Las dos figuras permanecieron quietas durante algún tiempo. Luego, las
paredes de la habitación devolvieron el eco tembloroso de la voz baja y
bronca de Seikichi:

- Para hacerte verdaderamente hermosa he vertido mi espíritu en este


tatuaje. No existe hoy una mujer en el Japón que se pueda compara contigo.
Tus viejos temores han desaparecido. Todos los hombres serán tus víctimas.

Como respuesta a estas palabras, un débil gemido escapó de los labios de la


muchacha. Lentamente, empezó a recobrar los sentidos. A cada estremecida
inspiración, las patas de la araña se agitaban como si estuviera viva.

- Tienes que sufrir. La araña te tiene entre sus garras.

Como respuesta, abrió ella los ojos levemente, con una mirada vacía... La
mirada se le fue avivando progresivamente, como la luna va encendiéndose
por la tarde, hasta lucir esplendorosamente en su faz.

- Déjame ver el tatuaje - dijo, hablando como en sueños, pero con un dejo
de autoridad en la voz -. Al darme tu espíritu, has tenido que hacerme muy
bella.

- Antes tienes que bañarte para que aparezcan los colores - susurró Seikichi
compasivamente -. Me temo que va a dolerte, pero sé valiente otro poco.

- Puedo soportar cualquier cosa por la belleza.

A pesar del dolor que le recorría el cuerpo, sonrió.

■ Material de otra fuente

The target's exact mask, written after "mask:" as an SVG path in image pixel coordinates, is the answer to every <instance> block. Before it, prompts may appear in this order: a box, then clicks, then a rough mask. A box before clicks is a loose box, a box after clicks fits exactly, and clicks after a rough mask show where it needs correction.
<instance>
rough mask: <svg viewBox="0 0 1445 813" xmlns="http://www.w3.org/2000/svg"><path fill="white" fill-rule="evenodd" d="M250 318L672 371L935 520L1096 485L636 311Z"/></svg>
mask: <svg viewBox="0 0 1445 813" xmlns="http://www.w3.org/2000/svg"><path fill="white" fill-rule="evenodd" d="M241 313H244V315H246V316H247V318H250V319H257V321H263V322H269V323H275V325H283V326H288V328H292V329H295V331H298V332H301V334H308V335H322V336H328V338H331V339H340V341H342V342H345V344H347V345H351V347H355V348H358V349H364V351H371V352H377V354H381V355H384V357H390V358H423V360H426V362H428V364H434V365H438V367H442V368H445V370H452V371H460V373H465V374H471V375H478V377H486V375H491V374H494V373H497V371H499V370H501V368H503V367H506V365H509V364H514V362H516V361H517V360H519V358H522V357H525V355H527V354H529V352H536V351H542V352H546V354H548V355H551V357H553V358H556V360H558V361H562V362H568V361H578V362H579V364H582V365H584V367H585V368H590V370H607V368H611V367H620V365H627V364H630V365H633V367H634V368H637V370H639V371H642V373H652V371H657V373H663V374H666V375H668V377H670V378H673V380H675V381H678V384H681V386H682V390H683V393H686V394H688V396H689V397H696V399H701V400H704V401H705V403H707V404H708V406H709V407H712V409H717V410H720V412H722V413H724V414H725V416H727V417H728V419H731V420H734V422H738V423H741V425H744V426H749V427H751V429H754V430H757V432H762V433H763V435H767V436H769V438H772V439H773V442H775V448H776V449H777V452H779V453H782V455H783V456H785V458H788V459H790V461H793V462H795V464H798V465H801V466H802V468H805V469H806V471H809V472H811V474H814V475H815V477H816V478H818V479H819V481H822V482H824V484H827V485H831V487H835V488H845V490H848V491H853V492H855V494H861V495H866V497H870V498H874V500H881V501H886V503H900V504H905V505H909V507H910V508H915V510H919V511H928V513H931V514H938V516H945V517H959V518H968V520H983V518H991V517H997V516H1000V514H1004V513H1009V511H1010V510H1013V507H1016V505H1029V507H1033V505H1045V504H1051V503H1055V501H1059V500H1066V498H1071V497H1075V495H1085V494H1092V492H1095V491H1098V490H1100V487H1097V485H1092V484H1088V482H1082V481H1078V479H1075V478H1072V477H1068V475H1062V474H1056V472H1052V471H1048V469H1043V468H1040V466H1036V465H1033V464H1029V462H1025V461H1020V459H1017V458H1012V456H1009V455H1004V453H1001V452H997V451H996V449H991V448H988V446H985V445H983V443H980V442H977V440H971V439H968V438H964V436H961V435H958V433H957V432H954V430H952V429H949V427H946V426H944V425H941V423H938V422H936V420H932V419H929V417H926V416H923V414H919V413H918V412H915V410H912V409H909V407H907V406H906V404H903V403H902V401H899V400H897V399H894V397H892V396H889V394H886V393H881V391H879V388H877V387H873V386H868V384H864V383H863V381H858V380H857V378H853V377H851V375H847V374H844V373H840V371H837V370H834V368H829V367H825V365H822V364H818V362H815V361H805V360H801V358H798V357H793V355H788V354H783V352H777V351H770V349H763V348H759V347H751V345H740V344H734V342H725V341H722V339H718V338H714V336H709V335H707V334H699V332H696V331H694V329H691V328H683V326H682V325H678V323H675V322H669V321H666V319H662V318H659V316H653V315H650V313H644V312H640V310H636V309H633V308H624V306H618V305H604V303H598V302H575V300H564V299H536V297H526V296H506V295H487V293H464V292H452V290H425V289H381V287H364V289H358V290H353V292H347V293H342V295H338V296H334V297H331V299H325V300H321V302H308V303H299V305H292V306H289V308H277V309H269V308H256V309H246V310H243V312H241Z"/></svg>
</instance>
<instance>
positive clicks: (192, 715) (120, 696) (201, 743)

- ¡Cómo pica el agua!… Déjame sola ¡espera en la otra habitación! No me
gusta que un hombre me vea sufrir así.

Al salir de la tina, demasiado débil para poder secarse, la muchacha echó a


un lado la compasiva mano que Seikichi le ofrecía y se dejo caer al suelo en
una agonía, quejándose como presa de una pesadilla. El despeinado cabello le
colgaba sobre el rostro en salvaje maraña. Las blancas plantas de sus pies se
reflejaban en el espejo que había detrás de ella.

Seikichi estaba asombrado del cambio que había sobrevenido a la tímida y


sumisa muchacha del día anterior, pero hizo lo que le había dicho y se fue a
esperar en el estudio. Alrededor de una hora después volvió,
cuidadosamente vestida, con el empapado y alisado cabello cayéndole por los
hombros. Apoyándose en la barandilla del balcón, miró al cielo levemente
brumoso. Le brillaban los ojos, no había en ellos ni una huella de dolor.

- Me gustaría ofrecerte también estas pinturas - dijo Seikichi, colocando


ante ella los kakemonos -. Cógelas y vete.

- ¡Todos mis antiguos temores se han desvanecido y tú eres mi primera


víctima! - Le lanzó una mirada tan brillante como una espada. Una canción de
triunfo sonaba en sus oídos.

- Déjame ver de nuevo tu tatuaje - suplicó Seikichi.

Silenciosamente, la muchacha asintió y dejó resbalar el kimono de sus


hombros. Precisamente entonces su espalda, esplendorosamente tatuada,
recibió un rayo de sol y la araña se coronó en llamas.